Councillor Victoria Brocklebank-Fowler requested that full details be circulated to Committee members explaining, under what powers the temporary cycle lanes were installed and the Council’s plan to making these semi-permanent.
Councillor Iain Cassidy commented that a charity called Wheels for Wellbeing which provided adapted bikes to people with disability, had reported that many disabled people were able to safely access cycling when the appropriate measures were in place. He felt that overall the installation of the temporary cycle lanes had a positive impact on the way disabled people moved across the borough, noting that when you build good quality infrastructure people were more likely to make safer cycle journeys.
The Chair noted that there were some concerns around the travel direction of the cycle lanes and asked if improved signage would be put up to ensure members of the public were using them correctly. Masum Choudhury said that the cycle lanes did go up very quickly, however since then, improvements had been made and additional signage and markings had been put up along the entire route.
The Chair asked if Officers had consulted all groups representing the visually impaired and blind residents in the borough as some groups reported that they had not been contacted when the temporary cycle lanes were put up. Masum Choudhury said that he would need to check with the relevant officers to ascertain which resident groups had been contacted. The Chair said it was important to ensure that these resident groups were notified of any changes, particularly if these took place within close proximately of their home addresses and impacted them directly.

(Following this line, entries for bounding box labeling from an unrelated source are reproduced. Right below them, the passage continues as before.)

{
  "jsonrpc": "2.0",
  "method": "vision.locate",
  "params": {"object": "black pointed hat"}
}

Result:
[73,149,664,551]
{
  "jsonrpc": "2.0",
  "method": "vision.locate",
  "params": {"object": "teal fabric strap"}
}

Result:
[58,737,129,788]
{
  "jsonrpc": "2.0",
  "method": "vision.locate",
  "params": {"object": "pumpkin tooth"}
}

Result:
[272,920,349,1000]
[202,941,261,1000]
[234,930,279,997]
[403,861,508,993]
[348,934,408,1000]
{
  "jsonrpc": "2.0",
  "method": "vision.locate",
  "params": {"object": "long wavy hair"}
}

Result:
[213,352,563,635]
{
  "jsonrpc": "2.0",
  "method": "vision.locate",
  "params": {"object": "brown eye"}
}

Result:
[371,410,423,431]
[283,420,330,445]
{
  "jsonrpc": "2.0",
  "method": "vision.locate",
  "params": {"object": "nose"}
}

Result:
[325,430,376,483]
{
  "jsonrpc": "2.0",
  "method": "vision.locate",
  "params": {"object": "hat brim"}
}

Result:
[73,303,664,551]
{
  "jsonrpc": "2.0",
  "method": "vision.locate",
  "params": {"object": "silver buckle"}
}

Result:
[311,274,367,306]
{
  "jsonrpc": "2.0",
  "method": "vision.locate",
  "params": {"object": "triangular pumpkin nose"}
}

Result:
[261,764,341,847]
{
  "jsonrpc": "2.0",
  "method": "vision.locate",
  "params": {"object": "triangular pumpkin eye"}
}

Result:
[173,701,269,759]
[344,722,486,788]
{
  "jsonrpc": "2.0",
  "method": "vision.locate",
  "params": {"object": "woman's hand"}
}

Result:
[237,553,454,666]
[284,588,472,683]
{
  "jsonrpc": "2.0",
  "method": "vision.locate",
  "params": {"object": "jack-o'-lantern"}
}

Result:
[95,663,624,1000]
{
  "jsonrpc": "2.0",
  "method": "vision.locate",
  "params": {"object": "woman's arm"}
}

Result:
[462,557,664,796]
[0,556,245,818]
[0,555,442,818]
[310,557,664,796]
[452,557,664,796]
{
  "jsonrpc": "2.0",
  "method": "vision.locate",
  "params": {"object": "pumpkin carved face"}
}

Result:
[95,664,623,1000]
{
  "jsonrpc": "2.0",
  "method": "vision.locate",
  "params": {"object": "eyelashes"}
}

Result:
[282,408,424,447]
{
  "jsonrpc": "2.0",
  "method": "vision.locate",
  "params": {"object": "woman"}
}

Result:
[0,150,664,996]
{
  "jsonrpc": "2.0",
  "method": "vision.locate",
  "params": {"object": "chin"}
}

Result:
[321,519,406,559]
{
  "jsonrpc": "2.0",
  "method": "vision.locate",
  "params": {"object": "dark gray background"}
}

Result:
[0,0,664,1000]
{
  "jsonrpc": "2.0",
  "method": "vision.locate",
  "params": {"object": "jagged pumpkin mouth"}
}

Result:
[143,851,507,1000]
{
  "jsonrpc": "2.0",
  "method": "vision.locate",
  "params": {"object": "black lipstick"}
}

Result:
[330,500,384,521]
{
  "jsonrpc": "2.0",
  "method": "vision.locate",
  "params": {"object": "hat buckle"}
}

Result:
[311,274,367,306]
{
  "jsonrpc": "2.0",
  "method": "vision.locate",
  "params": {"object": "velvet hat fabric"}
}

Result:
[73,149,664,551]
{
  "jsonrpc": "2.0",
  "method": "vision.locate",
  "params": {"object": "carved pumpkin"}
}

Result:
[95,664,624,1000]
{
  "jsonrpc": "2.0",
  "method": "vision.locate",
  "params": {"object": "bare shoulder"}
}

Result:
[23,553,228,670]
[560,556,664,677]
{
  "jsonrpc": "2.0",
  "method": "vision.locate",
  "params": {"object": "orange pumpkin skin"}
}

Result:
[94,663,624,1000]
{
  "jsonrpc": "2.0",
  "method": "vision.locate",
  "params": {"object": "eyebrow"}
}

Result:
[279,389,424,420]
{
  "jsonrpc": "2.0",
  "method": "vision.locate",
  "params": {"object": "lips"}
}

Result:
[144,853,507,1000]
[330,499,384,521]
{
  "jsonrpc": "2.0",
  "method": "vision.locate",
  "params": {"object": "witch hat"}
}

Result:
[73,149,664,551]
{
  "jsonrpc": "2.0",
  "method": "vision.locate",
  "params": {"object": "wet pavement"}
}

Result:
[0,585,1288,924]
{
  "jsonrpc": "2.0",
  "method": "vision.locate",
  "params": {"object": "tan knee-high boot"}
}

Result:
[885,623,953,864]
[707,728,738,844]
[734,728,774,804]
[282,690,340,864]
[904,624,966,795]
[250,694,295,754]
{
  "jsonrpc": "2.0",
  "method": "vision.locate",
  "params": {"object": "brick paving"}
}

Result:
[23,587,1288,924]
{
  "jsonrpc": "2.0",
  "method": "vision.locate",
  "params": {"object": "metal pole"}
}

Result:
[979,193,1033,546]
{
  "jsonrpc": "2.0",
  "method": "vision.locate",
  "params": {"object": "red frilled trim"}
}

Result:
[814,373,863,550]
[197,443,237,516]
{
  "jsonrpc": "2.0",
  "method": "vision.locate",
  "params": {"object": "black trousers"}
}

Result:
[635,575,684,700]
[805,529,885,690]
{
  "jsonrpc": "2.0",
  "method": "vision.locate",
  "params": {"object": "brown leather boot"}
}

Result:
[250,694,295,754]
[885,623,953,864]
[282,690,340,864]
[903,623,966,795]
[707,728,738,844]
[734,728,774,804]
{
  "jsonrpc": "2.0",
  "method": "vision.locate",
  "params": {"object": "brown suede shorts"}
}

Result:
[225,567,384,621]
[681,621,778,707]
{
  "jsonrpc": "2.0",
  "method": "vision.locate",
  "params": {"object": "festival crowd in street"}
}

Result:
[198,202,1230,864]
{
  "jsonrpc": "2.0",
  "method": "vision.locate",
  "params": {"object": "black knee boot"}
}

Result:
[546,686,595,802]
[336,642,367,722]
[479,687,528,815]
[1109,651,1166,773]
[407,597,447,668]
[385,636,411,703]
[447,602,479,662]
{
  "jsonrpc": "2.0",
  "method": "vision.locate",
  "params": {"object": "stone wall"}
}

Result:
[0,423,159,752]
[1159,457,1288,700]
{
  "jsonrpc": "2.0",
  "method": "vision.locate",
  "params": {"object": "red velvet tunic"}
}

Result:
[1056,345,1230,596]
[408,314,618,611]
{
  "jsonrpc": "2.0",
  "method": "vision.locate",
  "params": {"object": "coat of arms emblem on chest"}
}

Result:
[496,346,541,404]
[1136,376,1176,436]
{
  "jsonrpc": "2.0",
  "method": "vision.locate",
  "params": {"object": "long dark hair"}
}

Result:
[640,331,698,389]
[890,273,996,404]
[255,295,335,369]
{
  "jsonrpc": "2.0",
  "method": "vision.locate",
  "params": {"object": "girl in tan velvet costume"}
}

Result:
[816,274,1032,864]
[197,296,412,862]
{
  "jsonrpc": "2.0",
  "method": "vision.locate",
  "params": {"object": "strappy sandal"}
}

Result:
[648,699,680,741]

The Chair asked if there had been any reported accidents since the temporary cycle lanes were erected. In response Masum Choudhury noted that he was not aware of any incidents that had taken place. However, this was actively being monitored by Officers.
Councillor Victoria Brocklebank-Fowler requested for the Killed or Seriously Injured (KSI) figures for the last 6 months along the cycle lane routes within the borough be circulated to Committee members for review. Masum Choudhury said that the Council did not currently have access to the KSI figures and would receive these later in the year from the Police. However, would circulate the causality data that had already been submitted to the Council.
THAT the Committee noted and commented on the report.